Vitaport runs on cloud-based infrastructure which is hosted and maintained by trusted partners. These trusted partners are responsible for ensuring that the infrastructure Vitaport runs on is secure, resilient and meets its uptime guarantees. These partners include Amazon Web Services (for the infrastructure on which Vitaport is hosted) and Triniti Labs (for the maintenance and management of this environment, along with Vitaport’s code).

Our policies and procedures

Under the Aspen Medical Group, we maintain a suite of privacy, data protection and information security policies which are available on our website here: https://www.aspenmedical.com/our-policies.

Security, Assurance, Privacy

Both us and our clients must have confidence that Vitaport is safe and reliable. We build the foundations of this trust so that we can continuously answer three fundamental questions:

1.       How are we managing Vitaport’s cyber risks?

2.       How do we know we’re managing these cyber risks effectively?

3.       How do we maintain high standards for privacy in Vitaport?

It is our job to ensure that our answers to these questions are clear. We must be able to continuously ask these questions and be ready to provide transparent answers with confidence. To help us answer these questions, we:

·         Partner with independent experts to ensure we receive the best advice.

·         Invest in understanding best practice, our gaps, and what must be done to close them.

·         Continuously improve and innovate the ways we manage cyber security risk.

We understand that cyber security isn’t a point-in-time objective, but a journey which requires ongoing investment and focus. We’ve made the conscious decision to weave cyber security into our DNA, ensuring that our cyber risks are managed from the beginnings of our product lifecycle.

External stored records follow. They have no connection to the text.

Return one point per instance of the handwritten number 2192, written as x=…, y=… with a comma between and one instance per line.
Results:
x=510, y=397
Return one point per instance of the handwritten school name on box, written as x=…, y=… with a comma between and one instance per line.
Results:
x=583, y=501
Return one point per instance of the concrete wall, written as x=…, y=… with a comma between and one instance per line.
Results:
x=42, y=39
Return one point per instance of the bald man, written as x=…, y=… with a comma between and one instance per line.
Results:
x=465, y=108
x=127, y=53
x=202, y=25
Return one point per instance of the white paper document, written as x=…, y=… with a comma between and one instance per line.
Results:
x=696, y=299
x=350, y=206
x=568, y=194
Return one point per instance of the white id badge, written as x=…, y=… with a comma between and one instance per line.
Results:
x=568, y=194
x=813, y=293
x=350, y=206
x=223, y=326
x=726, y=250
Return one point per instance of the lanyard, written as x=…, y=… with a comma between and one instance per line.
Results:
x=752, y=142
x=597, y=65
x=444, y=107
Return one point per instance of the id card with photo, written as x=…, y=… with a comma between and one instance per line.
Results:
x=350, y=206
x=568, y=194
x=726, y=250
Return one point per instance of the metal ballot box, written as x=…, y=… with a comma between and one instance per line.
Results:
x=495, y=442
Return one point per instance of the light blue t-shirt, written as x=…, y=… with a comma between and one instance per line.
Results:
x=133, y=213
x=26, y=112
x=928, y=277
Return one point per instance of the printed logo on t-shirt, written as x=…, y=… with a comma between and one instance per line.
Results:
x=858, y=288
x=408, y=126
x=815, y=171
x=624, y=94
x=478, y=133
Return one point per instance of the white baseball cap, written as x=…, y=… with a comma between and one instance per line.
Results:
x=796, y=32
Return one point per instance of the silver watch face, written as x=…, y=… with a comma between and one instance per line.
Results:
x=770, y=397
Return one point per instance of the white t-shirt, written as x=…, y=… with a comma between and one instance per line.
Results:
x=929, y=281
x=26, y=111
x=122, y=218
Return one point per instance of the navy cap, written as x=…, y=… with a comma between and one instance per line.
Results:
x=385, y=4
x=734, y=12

This document will explain how we build trust in Vitaport through our ongoing efforts to build and improve world-class security, assurance and privacy outcomes.

Security

Vitaport’s security model is based upon managing its vulnerabilities, monitoring for suspicious activity, and ensuring it remains safe and reliable in the event of a cyber attack.

Assurance

Vitaport’s assurance model is based upon defining best practice, analysing and fixing our gaps, and independently verifying that we are doing so effectively over time.

Privacy

Vitaport's privacy model commits to safeguarding the confidentiality, integrity, and availability of all information assets, ensuring compliance with all relevant privacy and data protection laws.